One of Breeze’s oil paintings is particularly arresting. It presents a life-sized portrait of an older man, perhaps a grandfather, dressed in dignified attire, seated beside his young grandson. The man’s face, marked by pain and loss, carries a quiet stoicism, a pride that doesn’t demand attention but nevertheless holds it. He does not meet your gaze directly, yet his presence is commanding. Beside him stands his grandson, who does look out – his gaze weary but unwavering, a look that suggests innocence already challenged, if not lost.

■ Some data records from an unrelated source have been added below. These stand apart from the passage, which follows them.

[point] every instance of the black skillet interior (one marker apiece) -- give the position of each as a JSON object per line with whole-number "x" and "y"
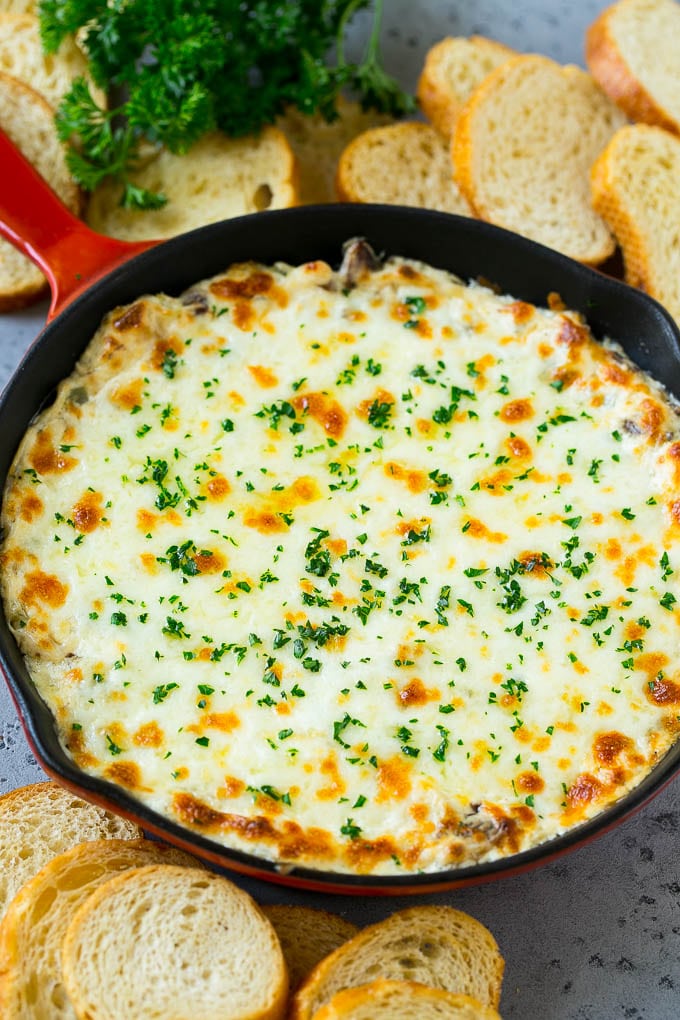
{"x": 469, "y": 248}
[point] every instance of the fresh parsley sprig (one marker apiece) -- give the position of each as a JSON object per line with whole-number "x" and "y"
{"x": 186, "y": 67}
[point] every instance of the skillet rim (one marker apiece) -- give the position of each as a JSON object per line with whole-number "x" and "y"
{"x": 608, "y": 304}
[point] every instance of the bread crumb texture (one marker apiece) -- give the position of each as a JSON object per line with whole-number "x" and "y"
{"x": 209, "y": 952}
{"x": 636, "y": 190}
{"x": 633, "y": 52}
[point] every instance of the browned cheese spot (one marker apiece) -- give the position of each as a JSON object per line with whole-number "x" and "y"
{"x": 517, "y": 410}
{"x": 125, "y": 774}
{"x": 46, "y": 458}
{"x": 518, "y": 448}
{"x": 209, "y": 561}
{"x": 264, "y": 521}
{"x": 88, "y": 512}
{"x": 415, "y": 693}
{"x": 231, "y": 787}
{"x": 32, "y": 507}
{"x": 394, "y": 779}
{"x": 40, "y": 587}
{"x": 565, "y": 375}
{"x": 323, "y": 409}
{"x": 131, "y": 317}
{"x": 572, "y": 334}
{"x": 651, "y": 418}
{"x": 663, "y": 691}
{"x": 674, "y": 453}
{"x": 191, "y": 811}
{"x": 149, "y": 735}
{"x": 607, "y": 748}
{"x": 477, "y": 529}
{"x": 127, "y": 396}
{"x": 226, "y": 722}
{"x": 529, "y": 782}
{"x": 413, "y": 478}
{"x": 217, "y": 489}
{"x": 161, "y": 348}
{"x": 263, "y": 376}
{"x": 247, "y": 288}
{"x": 584, "y": 789}
{"x": 520, "y": 311}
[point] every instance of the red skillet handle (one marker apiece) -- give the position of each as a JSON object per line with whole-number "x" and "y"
{"x": 36, "y": 221}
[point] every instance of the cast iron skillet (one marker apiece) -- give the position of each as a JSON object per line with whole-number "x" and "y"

Together, their presence is undeniable. They confront the viewer, not with aggression, but with insistence, asking to be seen, remembered, and honored. They embody a personhood rooted in the past yet very much present, carrying stories that cannot be dismissed. You cannot easily turn away from these life-sized portraits, which I would argue are the centerpiece of Breeze’s exhibition.

Nikesha Breeze – “Anonymous African American man and child” – (2020)

Another oil painting by Breeze, positioned nearby, depicts two young sisters. They, too, meet your gaze. Their expressions are steady, perhaps even searching. Their eyes function almost as a mirror, or a portal, prompting self-reflection. What you see in their faces may reveal more about yourself than about them. It’s as if they are asking a question meant for you alone.

These are American faces, theirs is an American tale. When people express shock at contemporary injustices, claiming “Oh, that’s not the America I know,” they ignore a fundamental truth: this has always been America’s story. It is crucial that our art and museums offer us the lens to see what cannot be denied—and what cannot be reduced.

Come see these artists and others, like Lisa Jarrett and Willie Bonner, whose paintings and installation works prompt reflection and provoke thought. “Blackness is…the Refusal to be Reduced” will be on exhibition through March 14th, 2027 at the Tacoma Art Museum.

4 thoughts on “Blackness is…the Refusal to be Reduced – at Tacoma Art Museum

  1. Thank you for sharing — it’s a thought-provoking post. I’m especially interested in your point about “bringing the experiences of those who have been pushed aside to the forefront.” I understand that one of the important roles of a museum is to preserve and represent the diversity and complexity of the past. But I wonder — could it sometimes be more impactful to focus on shaping the present and future, rather than continually revisiting historical injustices?

    For example, in Russia, systems of servitude in the past — like serfdom — often involved people of the same ethnic background. While this history is acknowledged, there isn’t the same public effort to centre those narratives today. I’m curious why the conversation around historical memory and identity feels so different in the US — is it a cultural difference, or does it reflect something deeper about how the past continues to shape the present?

  2. Thank you for your comments. The US does not have a culture of one ethnic background. Those in power are presently erasing from official discourse and power those who exist outside the dominant ethnicity. Please read the writings of Walter Benjamin “Theses on the Philosophy of History” for insights.

    1. Thank you for your response — and for the reading recommendation.

      I realise I may not have expressed myself clearly earlier. Historically, “otherness” — whether rooted in ideology, appearance, or ethnicity — has often been used to justify unequal treatment, sadly more often with hostility than understanding. What I find particularly interesting is that, in many Slavic contexts during the era of serfdom, systems of oppression existed within the same ethnic group. In such cases, there was no visible “otherness” to explain or legitimise the hierarchy — the dynamic was entirely internalised within the same group.

      Of course, that doesn’t negate the trauma experienced. But it does seem that societies have taken different approaches to processing such histories. Some tend to “move on,” focusing on the present, while others “linger and reiterate,” keeping those narratives central in public discourse. Neither approach is necessarily better or worse — but the contrast is thought-provoking, at least to me.